Il est étrange de voir comment les choses peuvent tourner en rond, comme une toupie qui ne s’arrêterait jamais. L’existence est alors une grande cage dans laquelle des âmes déambulent pour essayer d’atteindre une félicité qui n’est qu’illusion. Van Gogh se disait sûrement la même chose lorsque ses amis et ses amours se détournèrent de lui. Il resta seul à tourner en rond dans la pièce vide qu’était sa vie. Il me semble que lorsque j’observe ce tableau de La Cour de la Prison mon esprit et mon cœur vrillent, ils se désaxent et j’en éprouve le tournis. Je me demande si ces prisonniers ressentent eux-mêmes un tournis léger, ou une forme de sensation dans le tour infini qu’ils réalisent.

Cette peinture réalisée à partir d’une gravure de Gustave Doré parvient à imposer une atmosphère nouvelle dans le musée Pouchkine à Moscou. Elle étend cette ronde infinie au-delà du tableau : celui-ci ne s’ouvre pas aux yeux du spectateur, il l’enferme, il le transforme et l’enchaîne. Les trois murs du fond ne laissent aucune échappatoire à ce vide extrême, il est contenu dans la pièce, il remplit tout l'espace. Les briques construisent un espace froid et asphyxiant. La cour est censée être un espace dans lequel les prisonniers peuvent aspirer à une liberté éphémère, mais Van Gogh brise cette liberté, il rend visible l’enfermement constant de ces hommes qui baissent le regard, qui n’ont d’ailleurs rien à regarder en haut, qui sont sans espoirs, sans rêves. Le mouvement est rendu dans un geste qui continue au-delà de la stagnation de la peinture sur la toile. Cette boucle humaine parvient à construire un mouvement sans fin, qui par sa circularité fait signe de l’emprisonnement de ces prisonniers au sein de la cour et au sein du tableau. Il y a donc une triple prison, celle du tableau et celle de la peinture, mais également celle du musée. Cette prison psychologique frappe d’autant plus que ce tableau fut réalisé entre 1888 à 1890, quand Van Gogh fut détenu dans un hôpital psychiatrique.

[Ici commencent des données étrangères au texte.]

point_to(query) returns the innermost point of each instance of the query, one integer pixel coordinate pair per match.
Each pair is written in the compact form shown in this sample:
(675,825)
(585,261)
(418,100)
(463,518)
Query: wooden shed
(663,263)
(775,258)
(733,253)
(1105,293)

Il est terrifiant de voir à quel point Van Gogh parvient ici à exprimer son sentiment d’enchaînement à la vie et à son corps. Ses déceptions, ses regrets, sa colère qui tempêtent à l’intérieur de lui, qu’il ne peut évacuer, elles se perçoivent sur la toile. Cette prison intérieure le poussera d’ailleurs au suicide : le coup de revolver tiré dans la poitrine sera le trou dans la toile, celui qui permettra aux prisonniers de s’évader dans un dernier flot de couleur, celui de son propre sang. Cette œuvre fut d’ailleurs exposée à côté de son cercueil lors de ses funérailles.

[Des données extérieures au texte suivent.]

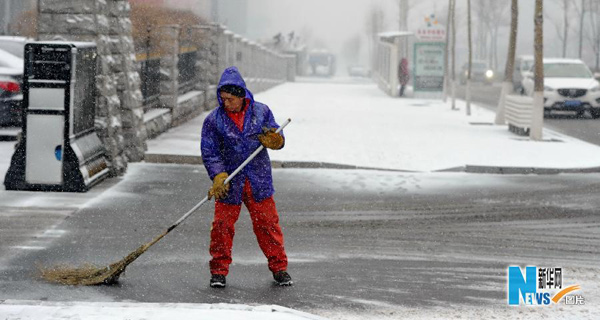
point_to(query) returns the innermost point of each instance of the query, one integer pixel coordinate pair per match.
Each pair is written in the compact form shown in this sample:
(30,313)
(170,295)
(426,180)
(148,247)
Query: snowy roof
(563,60)
(395,34)
(10,61)
(526,57)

Cependant il ne faut pas s’y méprendre. Tout ne semble pas perdu, il y a bien un prisonnier qui relève la tête, qui donne possiblement un signe d’espoir. A moins qu’il ne soit un témoin de la damnation ? C’est en tout cas le seul qui puisse mettre en question le regard du spectateur en lui donnant à voir le sien.

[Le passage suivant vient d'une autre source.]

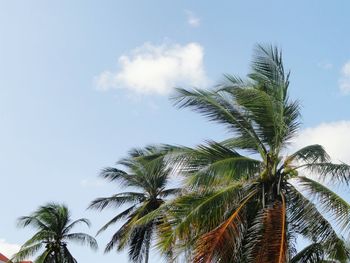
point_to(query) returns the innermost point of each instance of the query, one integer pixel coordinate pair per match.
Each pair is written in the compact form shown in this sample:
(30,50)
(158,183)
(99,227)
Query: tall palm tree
(146,176)
(248,200)
(54,225)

Ce tableau est-il un chef d’œuvre existentiel ? Les couleurs et les formes s’inspirent de l’impressionnisme, elles disent un mouvement hors de la réalité, non pas pour parler de liberté mais bien pour incarner le sentiment de l’enchaînement. Le thème de la prison que Van Gogh travaille ici permet de véritablement questionner l'emprisonnement.

Cette boucle de prisonniers semble bien exprimer la carrière de ce peintre, qui n’aura jamais pu briller de son vivant, et qui n’arriva jamais à être totalement fou ni totalement sain d’esprit, qui vacilla entre ces deux états. Car il porta le nom de son frère mort, il fut le double d’un cadavre, il ne put incarner sa vie totalement mais il décida par un accès de folie, ou possiblement de raison, de se donner la mort. Il cassa ainsi cette boucle qu’incarnent si bien ces prisonniers. On peut aussi considérer qu’il ne put jamais sortir de la boucle : il est alors, comme Dante le présente dans La Divine Comédie, dans le dernier cercle de l’enfer, en train de marcher indéfiniment.

Van Gogh nous enferme avec lui, avec les prisonniers dans son tableau, et c’est de cette manière que son art fonctionne. Il enferme les gens dans sa perception de la vie, il nous intègre à ses sensations dans une douce musique de mélancolie. Il me semble d’ailleurs entendre, lorsque je regarde ce tableau, le sifflement des prisonniers, celui d’une promenade qui me bouleverse sans trop savoir pourquoi.